In effect, what we did in that year, over 400 of us, was to desegregate those facilities all through the south, it was quite an achievement,” thus recalls Bev Mill of the “freedom rides” in the US during the late 60s when movements for civil rights had begun to peak. She was talking about a simple act of refusing to leave a restaurant that did not want to serve a black person. Bev went to the US as an exchange student, “a resident alien”, is how she puts it.
Bev will read part of her story from Mythogyny: the lives and times of women elders in BC at its soft launch at the 411 Seniors Centre on Dunsmuir, downtown Vancouver on Tues. Sept 22 at 2 pm.
A memorable vignette from Gertrude’s excerpt on immigration will also be read. Gertrude recalls her first flight coming to Canada. “I’d never been to an airport in my life and had never seen a plane on the ground before …Getting on a plane with seven children was quite an adventure… my youngest was only eleven months old fast asleep on my knee.” Picture how when dinner was served and put on the tray, her son woke up and sent the dinner flying in the air so, she continues, “…I had to nibble on my two youngest one’s food.”
But more misses awaited her arrival in Toronto—her son had waited at 5 am to meet them; Gertrude and the children got there at 5 pm. They waited until 9 pm, as she continues her story, “…so I plucked up the courage to call the police, “Would you please send somebody down to this address and tell them I’m here?” Gertrude leaves much to the reader how the children must have fretted through all that time.

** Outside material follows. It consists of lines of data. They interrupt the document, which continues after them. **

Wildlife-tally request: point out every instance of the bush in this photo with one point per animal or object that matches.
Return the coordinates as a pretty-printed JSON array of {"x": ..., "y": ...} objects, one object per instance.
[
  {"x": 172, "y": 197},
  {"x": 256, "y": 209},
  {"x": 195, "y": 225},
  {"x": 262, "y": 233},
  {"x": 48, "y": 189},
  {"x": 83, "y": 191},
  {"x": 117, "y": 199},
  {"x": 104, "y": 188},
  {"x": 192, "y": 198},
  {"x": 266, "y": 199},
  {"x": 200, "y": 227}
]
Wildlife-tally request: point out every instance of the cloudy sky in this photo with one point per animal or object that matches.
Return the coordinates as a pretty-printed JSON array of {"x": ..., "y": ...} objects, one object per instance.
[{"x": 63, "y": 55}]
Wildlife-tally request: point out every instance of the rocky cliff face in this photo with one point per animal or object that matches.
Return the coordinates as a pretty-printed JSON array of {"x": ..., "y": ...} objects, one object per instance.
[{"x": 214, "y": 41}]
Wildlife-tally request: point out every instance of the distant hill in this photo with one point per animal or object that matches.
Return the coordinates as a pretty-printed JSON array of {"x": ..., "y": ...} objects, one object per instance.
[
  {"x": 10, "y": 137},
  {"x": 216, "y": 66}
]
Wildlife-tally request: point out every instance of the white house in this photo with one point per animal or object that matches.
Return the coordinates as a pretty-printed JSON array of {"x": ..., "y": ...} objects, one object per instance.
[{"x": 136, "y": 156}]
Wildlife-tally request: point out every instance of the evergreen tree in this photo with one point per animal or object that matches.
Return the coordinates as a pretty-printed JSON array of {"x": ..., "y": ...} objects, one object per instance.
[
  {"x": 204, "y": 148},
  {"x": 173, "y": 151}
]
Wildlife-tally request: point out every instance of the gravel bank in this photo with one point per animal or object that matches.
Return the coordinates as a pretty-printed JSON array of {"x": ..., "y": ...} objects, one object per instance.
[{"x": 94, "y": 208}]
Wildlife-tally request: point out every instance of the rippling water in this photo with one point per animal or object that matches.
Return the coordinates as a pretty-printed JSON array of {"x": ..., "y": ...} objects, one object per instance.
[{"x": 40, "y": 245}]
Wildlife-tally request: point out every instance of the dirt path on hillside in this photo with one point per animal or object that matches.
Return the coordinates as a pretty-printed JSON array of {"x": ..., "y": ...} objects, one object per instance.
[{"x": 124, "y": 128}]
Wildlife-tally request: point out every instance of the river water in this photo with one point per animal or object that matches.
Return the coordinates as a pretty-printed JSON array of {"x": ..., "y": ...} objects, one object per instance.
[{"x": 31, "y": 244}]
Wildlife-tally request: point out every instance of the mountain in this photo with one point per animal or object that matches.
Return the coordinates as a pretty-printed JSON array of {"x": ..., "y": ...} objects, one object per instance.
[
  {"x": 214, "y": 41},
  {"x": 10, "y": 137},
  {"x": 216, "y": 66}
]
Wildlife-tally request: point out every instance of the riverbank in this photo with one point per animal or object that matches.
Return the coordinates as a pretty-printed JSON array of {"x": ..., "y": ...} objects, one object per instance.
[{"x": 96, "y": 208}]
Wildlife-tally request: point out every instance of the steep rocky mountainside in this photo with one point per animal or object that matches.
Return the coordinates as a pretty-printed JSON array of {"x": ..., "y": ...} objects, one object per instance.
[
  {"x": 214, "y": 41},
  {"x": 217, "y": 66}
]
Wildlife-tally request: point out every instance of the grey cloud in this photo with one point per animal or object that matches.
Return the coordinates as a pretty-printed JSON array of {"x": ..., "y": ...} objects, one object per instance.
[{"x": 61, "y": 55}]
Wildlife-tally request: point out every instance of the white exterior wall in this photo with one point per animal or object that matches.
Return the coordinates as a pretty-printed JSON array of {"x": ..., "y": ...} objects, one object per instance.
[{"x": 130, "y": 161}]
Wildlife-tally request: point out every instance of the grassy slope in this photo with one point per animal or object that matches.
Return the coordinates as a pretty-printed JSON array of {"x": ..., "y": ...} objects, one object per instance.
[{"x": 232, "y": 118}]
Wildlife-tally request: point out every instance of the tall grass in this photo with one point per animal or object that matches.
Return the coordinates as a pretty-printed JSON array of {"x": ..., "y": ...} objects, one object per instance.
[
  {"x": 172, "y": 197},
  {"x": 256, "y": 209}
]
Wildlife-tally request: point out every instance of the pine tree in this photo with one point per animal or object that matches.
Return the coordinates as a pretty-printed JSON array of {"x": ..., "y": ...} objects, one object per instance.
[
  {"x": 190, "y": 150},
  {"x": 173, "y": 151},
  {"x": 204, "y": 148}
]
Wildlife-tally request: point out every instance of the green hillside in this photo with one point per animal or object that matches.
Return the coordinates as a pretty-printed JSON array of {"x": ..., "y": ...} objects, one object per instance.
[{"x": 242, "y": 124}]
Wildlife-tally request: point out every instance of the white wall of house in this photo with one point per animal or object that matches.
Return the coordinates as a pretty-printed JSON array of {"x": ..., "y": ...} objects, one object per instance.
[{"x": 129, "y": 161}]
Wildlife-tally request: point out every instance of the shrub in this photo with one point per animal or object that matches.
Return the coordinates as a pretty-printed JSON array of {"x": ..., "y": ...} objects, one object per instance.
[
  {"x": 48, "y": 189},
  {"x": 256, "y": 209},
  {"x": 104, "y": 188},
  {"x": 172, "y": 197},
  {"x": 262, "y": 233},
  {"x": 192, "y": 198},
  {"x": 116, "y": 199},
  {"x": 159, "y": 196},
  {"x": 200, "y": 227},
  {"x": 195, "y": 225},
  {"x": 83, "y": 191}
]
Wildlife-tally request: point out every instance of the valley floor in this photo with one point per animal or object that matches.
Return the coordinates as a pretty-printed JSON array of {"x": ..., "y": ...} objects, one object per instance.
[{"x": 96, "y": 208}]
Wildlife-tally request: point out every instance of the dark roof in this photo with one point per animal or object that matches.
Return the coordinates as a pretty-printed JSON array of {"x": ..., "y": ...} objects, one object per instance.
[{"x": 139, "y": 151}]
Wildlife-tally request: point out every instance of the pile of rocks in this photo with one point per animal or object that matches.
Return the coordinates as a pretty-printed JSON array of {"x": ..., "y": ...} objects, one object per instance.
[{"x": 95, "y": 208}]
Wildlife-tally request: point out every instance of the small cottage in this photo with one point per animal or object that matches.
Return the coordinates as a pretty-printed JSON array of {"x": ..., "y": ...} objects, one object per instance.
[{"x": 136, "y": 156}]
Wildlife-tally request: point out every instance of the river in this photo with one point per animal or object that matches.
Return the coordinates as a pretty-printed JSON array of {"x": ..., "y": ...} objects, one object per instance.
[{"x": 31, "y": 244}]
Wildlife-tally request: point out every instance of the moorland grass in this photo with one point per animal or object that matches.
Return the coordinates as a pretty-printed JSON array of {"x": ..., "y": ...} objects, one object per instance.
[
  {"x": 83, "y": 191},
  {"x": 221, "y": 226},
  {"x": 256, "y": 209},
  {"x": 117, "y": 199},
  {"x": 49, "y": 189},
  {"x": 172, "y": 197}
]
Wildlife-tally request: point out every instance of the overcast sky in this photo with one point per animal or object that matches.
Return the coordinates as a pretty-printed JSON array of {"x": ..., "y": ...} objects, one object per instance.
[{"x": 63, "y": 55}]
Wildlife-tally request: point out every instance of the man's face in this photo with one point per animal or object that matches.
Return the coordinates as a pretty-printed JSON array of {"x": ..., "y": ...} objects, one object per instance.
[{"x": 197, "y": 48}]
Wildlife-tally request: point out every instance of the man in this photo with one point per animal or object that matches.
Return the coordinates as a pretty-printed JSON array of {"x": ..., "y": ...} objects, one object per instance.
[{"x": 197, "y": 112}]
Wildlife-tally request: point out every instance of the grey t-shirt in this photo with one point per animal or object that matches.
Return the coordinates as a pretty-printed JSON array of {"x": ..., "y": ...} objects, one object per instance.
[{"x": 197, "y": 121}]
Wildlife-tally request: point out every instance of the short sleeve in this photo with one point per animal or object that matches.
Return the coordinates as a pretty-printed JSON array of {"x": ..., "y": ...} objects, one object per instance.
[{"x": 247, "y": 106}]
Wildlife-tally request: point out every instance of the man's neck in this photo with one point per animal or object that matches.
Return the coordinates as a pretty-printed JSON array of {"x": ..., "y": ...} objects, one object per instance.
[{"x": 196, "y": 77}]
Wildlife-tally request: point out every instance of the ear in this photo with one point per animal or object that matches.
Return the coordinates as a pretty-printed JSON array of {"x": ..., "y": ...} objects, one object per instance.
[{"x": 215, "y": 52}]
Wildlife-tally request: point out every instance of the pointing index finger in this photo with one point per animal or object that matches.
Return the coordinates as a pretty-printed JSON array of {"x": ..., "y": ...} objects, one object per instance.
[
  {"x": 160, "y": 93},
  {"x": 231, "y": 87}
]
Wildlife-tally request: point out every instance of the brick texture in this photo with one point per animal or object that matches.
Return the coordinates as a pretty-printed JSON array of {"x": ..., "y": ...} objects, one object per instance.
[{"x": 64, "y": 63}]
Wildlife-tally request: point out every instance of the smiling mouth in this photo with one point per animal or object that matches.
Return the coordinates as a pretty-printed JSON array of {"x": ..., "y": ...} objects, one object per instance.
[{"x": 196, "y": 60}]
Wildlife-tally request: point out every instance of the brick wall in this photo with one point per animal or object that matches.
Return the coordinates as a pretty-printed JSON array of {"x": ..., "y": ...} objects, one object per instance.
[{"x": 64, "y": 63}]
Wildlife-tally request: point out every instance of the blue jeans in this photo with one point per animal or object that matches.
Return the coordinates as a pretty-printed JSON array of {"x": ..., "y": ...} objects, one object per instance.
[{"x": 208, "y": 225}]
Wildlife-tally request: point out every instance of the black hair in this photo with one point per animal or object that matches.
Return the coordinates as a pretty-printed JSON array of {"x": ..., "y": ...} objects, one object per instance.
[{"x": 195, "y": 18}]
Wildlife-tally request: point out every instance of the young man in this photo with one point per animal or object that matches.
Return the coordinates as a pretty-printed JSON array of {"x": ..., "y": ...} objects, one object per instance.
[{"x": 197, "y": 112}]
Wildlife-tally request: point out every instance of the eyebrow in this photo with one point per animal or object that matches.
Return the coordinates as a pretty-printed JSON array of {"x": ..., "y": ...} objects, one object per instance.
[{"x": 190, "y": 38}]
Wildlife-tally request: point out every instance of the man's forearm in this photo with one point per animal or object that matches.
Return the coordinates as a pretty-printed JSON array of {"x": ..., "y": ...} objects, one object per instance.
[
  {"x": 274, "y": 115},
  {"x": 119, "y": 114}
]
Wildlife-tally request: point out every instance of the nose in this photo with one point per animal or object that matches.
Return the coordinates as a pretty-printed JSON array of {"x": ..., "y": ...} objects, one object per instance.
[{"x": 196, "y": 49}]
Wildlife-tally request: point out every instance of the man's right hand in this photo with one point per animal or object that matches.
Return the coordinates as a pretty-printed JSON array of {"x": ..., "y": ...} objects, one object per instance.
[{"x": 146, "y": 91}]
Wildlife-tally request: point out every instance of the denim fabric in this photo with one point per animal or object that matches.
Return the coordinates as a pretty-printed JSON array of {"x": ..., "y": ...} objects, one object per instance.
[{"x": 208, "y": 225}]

The third reader at the 411 launch, Lia Soosar, will retell portions of how she ended up “…a displaced person.” Her story begins in Estonia when the Russians finally got there to fight the Germans. “I was going to Riga, just because I had left something there, but I never got to Riga. I never got anywhere. I ended up on a boat on the sea. That is where I became a displaced person. I wanted to escape.”
Lia ended up in Heilsheim, Germany, which was a displaced persons’ camp, with another woman she met. They were made to sleep in the attic room and this woman cried forever in bed for her lost children. Soon they were taken to England to work in a sanatorium in west Yorkshire.
“We cried for two weeks because some people there were tubercular, and we didn’t know that…England was completely different; they changed my name and they always made great fun about you when you pronounced the words bad…All I wanted was to go back to my country.” She was there for nine years. One day in 1958, a Scottish girl said, “Let’s go to Canada.”
Alice West, Women Elders in Action (WE*ACT) chair will host and emcee the program. Oonagh Berry, WE*ACT member and 411 director, will accept the books in the symbolic turnover.